Митька уже стал немного видеть и правым глазом. Он давно рвался на улицу, но бабушка не пускала, боялась, что догадаются о причине болезни Митькиных глаз. Но это напрасно, наверное, никто о том случае уже и не вспоминал. Когда я предложил Митьке идти в деревню, он сразу согласился, да и бабушка не стала возражать.
— Ладно, иди, — сказала она ему, — там все равно тебя никто не знает. Только хорошенько правый-то глаз завязывай, а то застудишь.
Мама взяла у бабки Марины взаймы два блюдца муки, испекла мне на дорогу две пышки. Кроме пышек, она завернула еще с десяток соленых огурцов. Потом дала свои лучшие блузку и юбку, которые я должен был променять на хлеб, и мы пошли.
Тащить пустые санки было совсем не тяжело. Мы с Митькой взялись за веревку и бодро зашагали. Но на душе было как-то неспокойно. Дома осталась больная мама без единой крошки, а я иду куда-то далеко-далеко, сам не знаю куда, добыть хоть немного хлеба. Идем вдвоем с Митькой, без взрослых.
Мы вышли за поселок, миновали усадьбу МТС и направились по дороге на юго-запад. Ветер дул в спину, идти было легко. Там, где дорога спускалась вниз, мы садились на санки и съезжали. Так, идя и разговаривая, мы все больше удалялись от Андреевки, и мне казалось, что мы сможем пройти сколько угодно.
Я снова, уже в который раз, рассказывал Митьке про Никитина, про смелую женщину у мельницы, он слушал, поддакивал.
— Наган бы достать, — сказал он в заключение. — Никитина надо убить в первую очередь.

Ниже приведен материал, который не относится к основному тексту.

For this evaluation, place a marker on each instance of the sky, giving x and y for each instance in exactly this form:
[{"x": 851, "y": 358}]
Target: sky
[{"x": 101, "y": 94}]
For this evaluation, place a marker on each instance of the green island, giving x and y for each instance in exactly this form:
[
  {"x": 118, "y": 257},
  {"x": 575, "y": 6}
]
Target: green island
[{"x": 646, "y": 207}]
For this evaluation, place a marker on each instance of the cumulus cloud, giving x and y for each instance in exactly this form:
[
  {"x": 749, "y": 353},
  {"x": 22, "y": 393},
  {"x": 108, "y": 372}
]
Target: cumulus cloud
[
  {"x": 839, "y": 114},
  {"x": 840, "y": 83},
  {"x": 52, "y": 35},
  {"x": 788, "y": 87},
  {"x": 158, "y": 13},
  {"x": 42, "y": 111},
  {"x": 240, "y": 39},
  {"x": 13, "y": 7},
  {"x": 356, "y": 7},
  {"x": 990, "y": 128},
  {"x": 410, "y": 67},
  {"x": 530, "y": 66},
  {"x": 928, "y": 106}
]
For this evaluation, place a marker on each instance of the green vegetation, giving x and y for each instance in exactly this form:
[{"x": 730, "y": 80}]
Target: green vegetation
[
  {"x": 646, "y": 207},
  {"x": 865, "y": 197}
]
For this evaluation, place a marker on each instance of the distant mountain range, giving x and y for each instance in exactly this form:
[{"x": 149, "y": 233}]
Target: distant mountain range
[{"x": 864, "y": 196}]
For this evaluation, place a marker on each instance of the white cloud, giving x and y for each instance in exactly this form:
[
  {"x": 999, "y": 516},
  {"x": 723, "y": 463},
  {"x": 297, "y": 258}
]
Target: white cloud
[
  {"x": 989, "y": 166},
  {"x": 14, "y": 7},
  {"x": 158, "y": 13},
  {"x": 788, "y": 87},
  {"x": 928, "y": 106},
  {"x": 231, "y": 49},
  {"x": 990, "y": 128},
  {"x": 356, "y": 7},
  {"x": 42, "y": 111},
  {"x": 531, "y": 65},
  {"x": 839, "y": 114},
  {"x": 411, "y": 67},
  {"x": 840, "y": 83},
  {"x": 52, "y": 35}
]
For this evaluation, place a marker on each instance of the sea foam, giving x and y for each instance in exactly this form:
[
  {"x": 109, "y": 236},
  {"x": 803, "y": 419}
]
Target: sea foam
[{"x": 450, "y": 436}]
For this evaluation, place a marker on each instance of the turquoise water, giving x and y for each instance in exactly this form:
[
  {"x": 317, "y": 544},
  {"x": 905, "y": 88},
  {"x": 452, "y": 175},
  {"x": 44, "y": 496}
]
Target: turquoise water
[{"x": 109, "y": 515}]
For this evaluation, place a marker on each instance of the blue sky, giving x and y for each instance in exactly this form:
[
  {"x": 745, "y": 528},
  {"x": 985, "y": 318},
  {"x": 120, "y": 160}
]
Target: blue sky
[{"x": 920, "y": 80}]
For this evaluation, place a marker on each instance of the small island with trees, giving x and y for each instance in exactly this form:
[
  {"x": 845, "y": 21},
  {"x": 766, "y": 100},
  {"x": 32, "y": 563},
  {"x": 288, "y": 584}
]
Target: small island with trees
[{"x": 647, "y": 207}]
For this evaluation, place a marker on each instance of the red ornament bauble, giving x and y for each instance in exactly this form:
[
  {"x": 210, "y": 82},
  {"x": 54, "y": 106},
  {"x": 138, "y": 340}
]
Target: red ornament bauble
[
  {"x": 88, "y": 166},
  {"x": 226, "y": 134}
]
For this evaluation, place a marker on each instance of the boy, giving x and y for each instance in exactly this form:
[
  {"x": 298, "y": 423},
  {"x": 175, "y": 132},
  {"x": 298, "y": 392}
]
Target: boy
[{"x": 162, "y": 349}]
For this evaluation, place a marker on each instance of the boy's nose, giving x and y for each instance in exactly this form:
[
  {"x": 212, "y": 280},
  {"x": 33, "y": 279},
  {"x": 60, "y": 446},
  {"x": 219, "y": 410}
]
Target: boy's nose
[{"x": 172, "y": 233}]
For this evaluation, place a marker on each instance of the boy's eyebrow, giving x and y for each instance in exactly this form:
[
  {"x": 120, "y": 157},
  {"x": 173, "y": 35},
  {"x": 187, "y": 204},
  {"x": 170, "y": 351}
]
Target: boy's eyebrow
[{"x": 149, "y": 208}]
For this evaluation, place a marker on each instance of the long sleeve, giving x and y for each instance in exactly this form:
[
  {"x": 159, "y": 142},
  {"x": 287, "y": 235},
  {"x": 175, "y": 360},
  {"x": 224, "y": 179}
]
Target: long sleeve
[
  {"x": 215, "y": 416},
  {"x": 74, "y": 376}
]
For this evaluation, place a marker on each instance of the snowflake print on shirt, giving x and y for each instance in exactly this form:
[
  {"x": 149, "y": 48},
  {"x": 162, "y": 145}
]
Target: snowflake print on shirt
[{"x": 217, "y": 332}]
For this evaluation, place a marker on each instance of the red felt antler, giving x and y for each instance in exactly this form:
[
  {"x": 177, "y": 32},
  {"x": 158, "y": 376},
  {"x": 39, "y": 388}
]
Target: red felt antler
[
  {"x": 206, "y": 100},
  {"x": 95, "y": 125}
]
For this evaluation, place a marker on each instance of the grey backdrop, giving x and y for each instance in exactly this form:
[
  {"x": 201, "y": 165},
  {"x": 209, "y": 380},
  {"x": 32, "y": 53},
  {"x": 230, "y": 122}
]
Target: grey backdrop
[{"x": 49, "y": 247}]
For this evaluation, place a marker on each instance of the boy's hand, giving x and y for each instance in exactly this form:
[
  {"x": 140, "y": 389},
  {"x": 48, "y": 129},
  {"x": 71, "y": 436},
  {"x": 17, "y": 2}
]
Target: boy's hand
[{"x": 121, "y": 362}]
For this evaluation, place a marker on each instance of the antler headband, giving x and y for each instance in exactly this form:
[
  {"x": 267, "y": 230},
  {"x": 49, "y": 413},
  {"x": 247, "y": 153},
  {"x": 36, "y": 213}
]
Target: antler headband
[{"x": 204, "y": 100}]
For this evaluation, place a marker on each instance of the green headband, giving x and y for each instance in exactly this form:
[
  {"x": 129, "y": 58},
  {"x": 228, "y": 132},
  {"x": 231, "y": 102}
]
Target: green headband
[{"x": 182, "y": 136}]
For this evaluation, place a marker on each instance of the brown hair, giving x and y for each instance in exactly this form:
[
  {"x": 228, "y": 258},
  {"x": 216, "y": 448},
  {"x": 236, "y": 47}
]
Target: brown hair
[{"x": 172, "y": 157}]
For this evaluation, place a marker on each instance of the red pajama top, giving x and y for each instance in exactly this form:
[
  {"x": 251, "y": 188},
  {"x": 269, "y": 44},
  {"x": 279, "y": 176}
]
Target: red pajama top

Он, вражина, самый опасный. Немцам откуда знать, где, кто и что? А он всех знает и выдает.
Митька посматривал на меня красным безбровым слезившимся глазом. Но я завидовал Митьке: смелый он! И то, что он чуть не остался слепым, меня не отпугивало от него, наоборот, он как-то вырос в моих глазах, стал мне казаться героем.
— Жаль, у нас партизан нет, — вздохнул он. — Давно б уже этого Никитина не было.
— Откуда ты знаешь, что нет? Что ж они, всем будут рассказывать о себе?
— Конечно, нет, — настаивал он. — Ни одного поезда не взорвали, ни одного немца не убили… Да и где тут быть им? Были б у нас леса — вот это да. Ушел бы в партизаны…
— Говоришь, партизан нет? А кто ж листовки расклеивает на поселке?
— Да это так, чепуха! Вот ты скажи, где сейчас наши, фронт? Неужели теперь так все и будет и наши никогда не вернутся? Как ты думаешь?
Митькин вопрос застал меня почему-то врасплох: я никогда не задавал себе его — придут или не придут. Я просто ждал того дня, когда все фашисты будут перебиты, а Лешка, дядя Андрей, Митькин отец — все-все придут домой. И даже не верилось, что и Вовка и Егор Иванович уже никогда не вернутся. Опять будут школы, откроются магазины. А в магазинах все, что хочешь: хлеб, булки, колбаса, конфеты.